Alagoas tem a quinta pior expectativa de vida do país, aponta IBGE

Dados mostram que Alagoas é o estado onde os homens vivem menos

O Fato com Agência de Notícia

Alagoas tem a quinta pior expectativa de vida do país e é o estado onde os homens vivem menos. Os dados são das Tábuas Completas de Mortalidade do Brasil do ano de 2015 que mostram as expectativas de vida às idades exatas até os 80 anos e são usadas como um dos parâmetros para determinar o fator previdenciário, no cálculo das aposentadorias do Regime Geral de Previdência Social.

Dados gerais colocam Alagoas com a 23ª taxa de esperança de vida ao nascer. Aqui a expectativa de vida é de 71,2 anos, abaixo da média brasileira que foi de 75,5 anos.

Os homens são os que menos vivem em Alagoas, segundo o IBGE. A taxa que mostra a expectativa de vida é de 66,5 anos, a menor do país. A média nacional é de 71,9 anos para os homens. Já as alagoanas vivem mais, em média 76,1 anos, segundo os dados.
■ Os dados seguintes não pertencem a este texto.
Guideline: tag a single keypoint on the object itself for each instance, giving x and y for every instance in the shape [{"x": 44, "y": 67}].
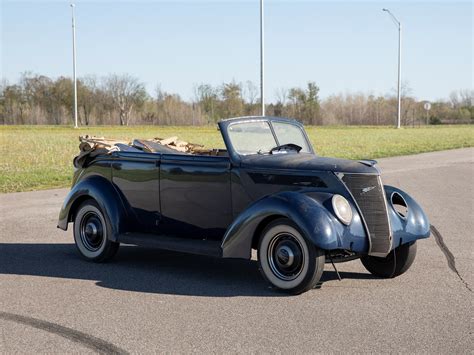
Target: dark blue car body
[{"x": 219, "y": 204}]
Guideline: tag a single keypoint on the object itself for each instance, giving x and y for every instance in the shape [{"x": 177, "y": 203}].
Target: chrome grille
[{"x": 369, "y": 195}]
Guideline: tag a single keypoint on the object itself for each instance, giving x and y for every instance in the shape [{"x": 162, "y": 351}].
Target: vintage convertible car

A maior diferença entre as expectativas registradas no país também são de Alagoas, onde há uma diferença de 9,5 anos a mais de vida para as mulheres.
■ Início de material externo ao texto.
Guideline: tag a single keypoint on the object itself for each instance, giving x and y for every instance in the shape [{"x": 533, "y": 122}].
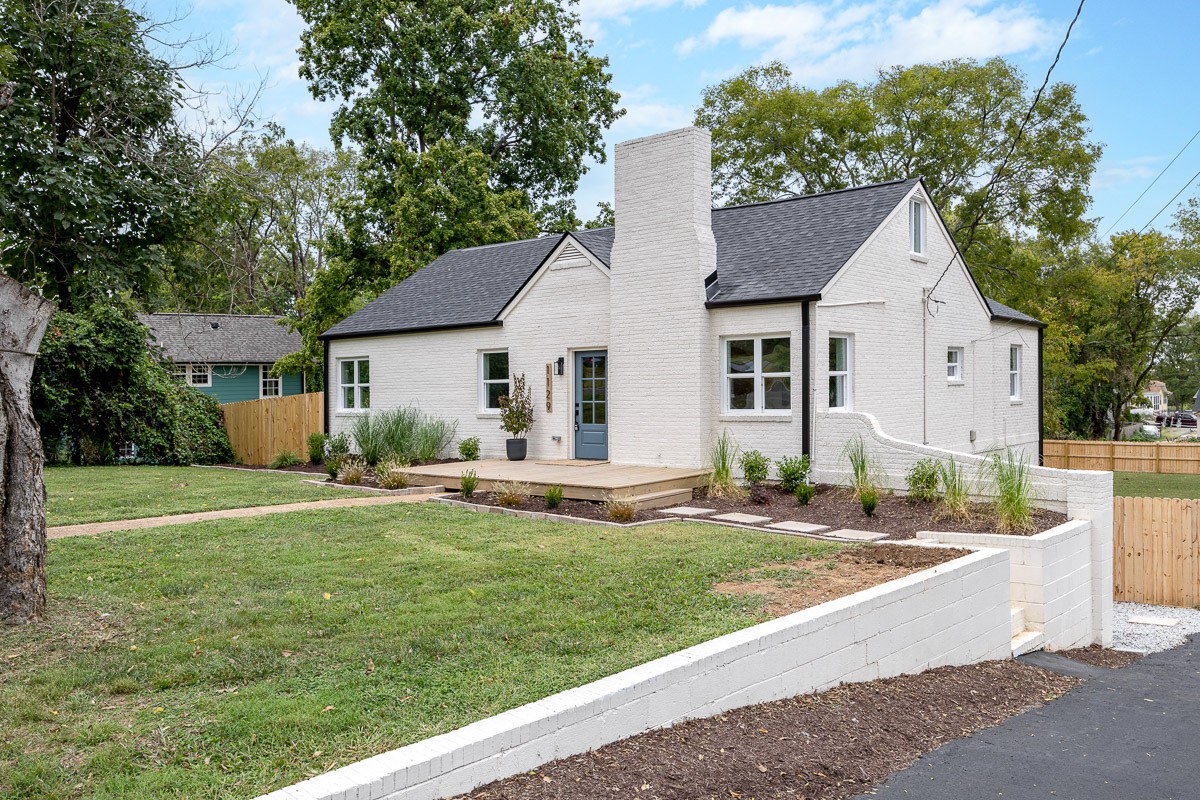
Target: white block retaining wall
[
  {"x": 1080, "y": 494},
  {"x": 1051, "y": 578},
  {"x": 954, "y": 613}
]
Já a taxa de mortalidade infantil no estado era de 20,86% para cada 1000 nascidos vivos em 2015, a terceira maior do país, ficando atrás de Amapá e Maranhão.

De forma geral, a pesquisa revela que em 2015, a esperança de vida ao nascer no Brasil era de 75,5 anos (75 anos, 5 meses e 26 dias), um aumento de 3 meses e 14 dias em relação a 2014 (75,2 anos). Para a população masculina, o aumento foi de 3 meses e 22 dias, passando de 71,6 anos para 71,9 anos.
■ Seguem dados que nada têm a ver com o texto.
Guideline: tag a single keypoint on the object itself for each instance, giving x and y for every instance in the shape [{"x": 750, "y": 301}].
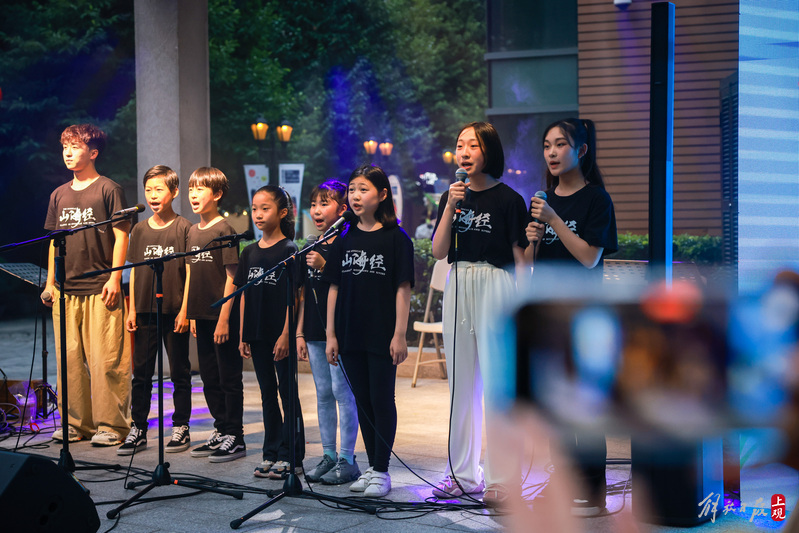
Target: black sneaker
[
  {"x": 211, "y": 445},
  {"x": 134, "y": 442},
  {"x": 180, "y": 439},
  {"x": 232, "y": 448},
  {"x": 324, "y": 466}
]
Já para as mulheres, o ganho foi um pouco menor (3 meses e 4 dias), passando de 78,8 anos para 79,1 anos. A taxa de mortalidade infantil (até 1 ano de idade) ficou em 13,8 para cada mil nascidos vivos e a taxa de mortalidade na infância (até 5 anos de idade), em 16,1 por mil.

O estado de Santa Catarina possuía em 2015 a maior expectativa de vida ao nascer em 2015, onde foi registrado uma média de 78,7 anos.